Sobre el procedimiento judicial
Todas las encuestas sobre la opinión que merece a los chilenos el funcionamiento y cometido del Poder Judicial dan cuenta de un descontento permanente. Nuestros compatriotas no están satisfechos con los tribunales y desconfían de su eficiencia. De nada sirve ser titular de un derecho si los medios para hacerlo efectivo no operan o las decisiones necesarias para darle cumplimiento se arrastran durante largo tiempo, dejando indefensos a quienes requieren protección.
La gente reclama «justicia», entendiendo como tal una reacción oportuna de los órganos jurisdiccionales, sea para castigar un delito, reparar un daño u obtener la restitución de lo que le pertenece. En los últimos años hemos avanzado, es cierto, pero no lo suficiente como para estar satisfechos.
En el ámbito penal, operan dos factores negativos: el «garantismo» (tendencia que pone acento en sobreestimar los derechos del delincuente en desmedro de la víctima), y las inclinaciones ideológicas de algunos jueces que parecen condicionar sus resoluciones. Ambos factores han ido mermando el apoyo ciudadano al sistema. Se percibe que, en lugar de aplicar una sanción ejemplar y correctiva, con el propósito de desincentivar a quienes infringen la ley, se les asegura la libertad a pesar de la reiteración y la reincidencia.

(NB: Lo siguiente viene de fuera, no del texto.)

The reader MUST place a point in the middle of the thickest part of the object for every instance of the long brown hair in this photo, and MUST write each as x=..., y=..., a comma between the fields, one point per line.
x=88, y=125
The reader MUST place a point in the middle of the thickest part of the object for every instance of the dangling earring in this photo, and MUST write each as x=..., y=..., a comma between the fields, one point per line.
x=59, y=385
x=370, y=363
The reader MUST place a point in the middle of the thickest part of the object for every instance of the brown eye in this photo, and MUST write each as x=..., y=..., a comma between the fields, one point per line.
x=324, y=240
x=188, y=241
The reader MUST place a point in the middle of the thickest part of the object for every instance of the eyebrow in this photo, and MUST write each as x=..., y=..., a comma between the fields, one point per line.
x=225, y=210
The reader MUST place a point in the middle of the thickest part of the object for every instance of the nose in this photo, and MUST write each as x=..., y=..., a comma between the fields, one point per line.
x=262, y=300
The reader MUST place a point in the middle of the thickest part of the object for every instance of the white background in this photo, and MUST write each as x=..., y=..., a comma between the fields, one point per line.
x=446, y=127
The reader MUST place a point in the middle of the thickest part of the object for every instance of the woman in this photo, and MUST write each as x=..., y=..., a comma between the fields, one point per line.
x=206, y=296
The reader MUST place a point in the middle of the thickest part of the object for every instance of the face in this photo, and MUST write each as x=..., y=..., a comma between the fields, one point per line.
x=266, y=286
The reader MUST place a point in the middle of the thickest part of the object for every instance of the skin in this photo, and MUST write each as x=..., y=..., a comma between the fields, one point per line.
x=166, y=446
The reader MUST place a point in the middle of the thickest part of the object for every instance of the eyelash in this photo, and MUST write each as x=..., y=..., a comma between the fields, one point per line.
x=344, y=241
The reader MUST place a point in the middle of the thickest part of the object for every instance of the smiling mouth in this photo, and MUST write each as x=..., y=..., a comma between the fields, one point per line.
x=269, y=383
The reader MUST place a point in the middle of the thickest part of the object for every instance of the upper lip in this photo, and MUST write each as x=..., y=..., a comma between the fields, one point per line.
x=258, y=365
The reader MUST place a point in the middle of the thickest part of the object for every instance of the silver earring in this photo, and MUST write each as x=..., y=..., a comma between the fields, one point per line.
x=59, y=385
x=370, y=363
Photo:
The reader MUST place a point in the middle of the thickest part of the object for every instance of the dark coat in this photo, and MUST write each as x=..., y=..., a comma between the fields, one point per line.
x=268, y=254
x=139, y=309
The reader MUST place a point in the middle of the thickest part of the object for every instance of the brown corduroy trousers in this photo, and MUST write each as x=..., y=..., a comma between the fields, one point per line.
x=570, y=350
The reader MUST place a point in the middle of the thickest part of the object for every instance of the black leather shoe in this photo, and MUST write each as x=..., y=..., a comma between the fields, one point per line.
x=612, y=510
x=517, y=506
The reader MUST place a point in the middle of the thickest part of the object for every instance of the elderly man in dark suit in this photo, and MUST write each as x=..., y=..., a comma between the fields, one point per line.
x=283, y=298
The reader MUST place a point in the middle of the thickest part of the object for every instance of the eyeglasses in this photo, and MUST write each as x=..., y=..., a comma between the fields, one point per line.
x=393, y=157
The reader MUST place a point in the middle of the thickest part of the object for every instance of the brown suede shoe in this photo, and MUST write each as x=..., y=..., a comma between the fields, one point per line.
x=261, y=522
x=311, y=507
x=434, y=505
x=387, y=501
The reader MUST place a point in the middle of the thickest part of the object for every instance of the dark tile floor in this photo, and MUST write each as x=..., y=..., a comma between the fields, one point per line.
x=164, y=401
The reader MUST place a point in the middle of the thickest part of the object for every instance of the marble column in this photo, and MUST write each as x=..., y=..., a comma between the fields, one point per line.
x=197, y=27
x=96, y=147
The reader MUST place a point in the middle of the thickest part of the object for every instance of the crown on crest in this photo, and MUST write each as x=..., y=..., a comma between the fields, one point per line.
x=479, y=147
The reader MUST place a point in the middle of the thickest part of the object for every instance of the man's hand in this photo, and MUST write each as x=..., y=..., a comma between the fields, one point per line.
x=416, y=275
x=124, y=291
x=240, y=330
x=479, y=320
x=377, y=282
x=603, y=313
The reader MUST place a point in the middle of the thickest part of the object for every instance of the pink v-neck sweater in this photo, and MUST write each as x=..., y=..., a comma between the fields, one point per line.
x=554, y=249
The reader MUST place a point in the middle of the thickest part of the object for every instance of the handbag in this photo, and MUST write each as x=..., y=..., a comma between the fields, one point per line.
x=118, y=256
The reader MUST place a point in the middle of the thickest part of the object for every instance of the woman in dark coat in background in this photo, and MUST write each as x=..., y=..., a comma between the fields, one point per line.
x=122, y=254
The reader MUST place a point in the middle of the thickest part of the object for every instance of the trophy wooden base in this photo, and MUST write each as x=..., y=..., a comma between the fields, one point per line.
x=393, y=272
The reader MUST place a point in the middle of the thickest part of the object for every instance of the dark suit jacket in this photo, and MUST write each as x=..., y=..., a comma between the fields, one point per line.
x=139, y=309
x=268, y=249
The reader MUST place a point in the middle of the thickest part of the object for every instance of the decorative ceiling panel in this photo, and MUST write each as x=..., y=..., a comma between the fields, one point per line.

Esta realidad ha traído como consecuencia por una parte, el rechazo del ofendido que se siente desamparado y, por la otra, permite que se incremente la criminalidad gracias a una excesiva tolerancia. Reiteremos lo que tantas veces se ha dicho, pero que se sigue desoyendo: el combate a la delincuencia solo puede tener éxito en la medida que se aplique la ley sin contemplaciones y de manera efectiva. Agreguemos, todavía, que la sensación de impunidad —el mejor tónico para el aumento del delito— se ha extendido a sectores que ven a la fuerza pública y la judicatura no solo sobrepasadas, sino incapaces de castigar a quienes violentan el mandato legal. Tal ocurre dramáticamente en la IX Región, que vive un verdadero alzamiento armado, en nombre de reivindicaciones históricas que desafían abiertamente la institucionalidad vigente.
En el área civil el descontento no es diferente. Los litigios demoran varios años, incluso aquellos procedimientos especiales, establecidos precisamente para que sean resueltos en forma breve y sumaria. Una reforma procesal útil debería considerar a lo menos tres aspectos: desplazar de los tribunales los juicios ejecutivos que constituyen un subsidio escandaloso en favor de las grandes cadenas comerciales, los bancos y centros financieros y en los que predomina, sin contrapeso, lo administrativo por sobre lo jurisdiccional; instituir procedimientos de tramitación concentrada, sin afectar los derechos en juego, e incorporar principios que, como la oralidad, la inmediación, la eficiencia y la celeridad permitan hacer realidad una justicia oportuna y de calidad. Nada de ello se logrará si atiborramos a los jueces con funciones y tareas que no les corresponden, las que, en todo caso, deben financiarse por los beneficiados, y que consumen la mayor parte de la jornada judicial.
Lamentablemente, en lugar de enfrentar estos problemas con realismo y sentido práctico, los llamados a legislar sobre la materia optan por modelos teóricos, copiados de experiencias extranjeras, divorciados de nuestras mejores tradiciones, y de tan alto costo, que casi siempre queda pendiente la mayor parte de sus postulados.
La Facultad de Derecho de la Universidad del Desarrollo preparó un proyecto de reforma del Código de Procedimiento Civil, que introduce con prudencia innovaciones radicales, como transferir a un organismo administrativo los juicios ejecutivos, liberando un espacio de tiempo que permitiría a los jueces optimizar su trabajo, todo ello sin sacrificar un valioso patrimonio jurisprudencial y doctrinario, ni la experiencia de su personal, a veces forjada durante varios años.
No menos importante resulta la intención de dar flexibilidad al procedimiento, equilibrando los derechos de los litigantes, evitando presiones y abusos, como suele ocurrir en la actualidad. Pero esta proposición no ha encontrado eco, porque se prefiere estar en sintonía con organismos foráneos que terminan imponiéndonos la dirección que debemos seguir.
Tanto el derecho sustantivo (constitucional, civil, comercial, administrativo, etcétera) como el derecho adjetivo (procesal), deben inspirarse y reflejar el carácter e idiosincrasia de los imperados y apoyarse en lo que constituye una tradición centenaria. Nuestros legisladores parecen haber olvidado que el «estado de derecho» se sustenta en el cumplimiento espontáneo de las normas jurídicas y que ello implica interpretar los hábitos, usos costumbres y aspiraciones de la comunidad. Por lo mismo, el encanto por lo extranjerizante debilita lo medular del sistema jurídico.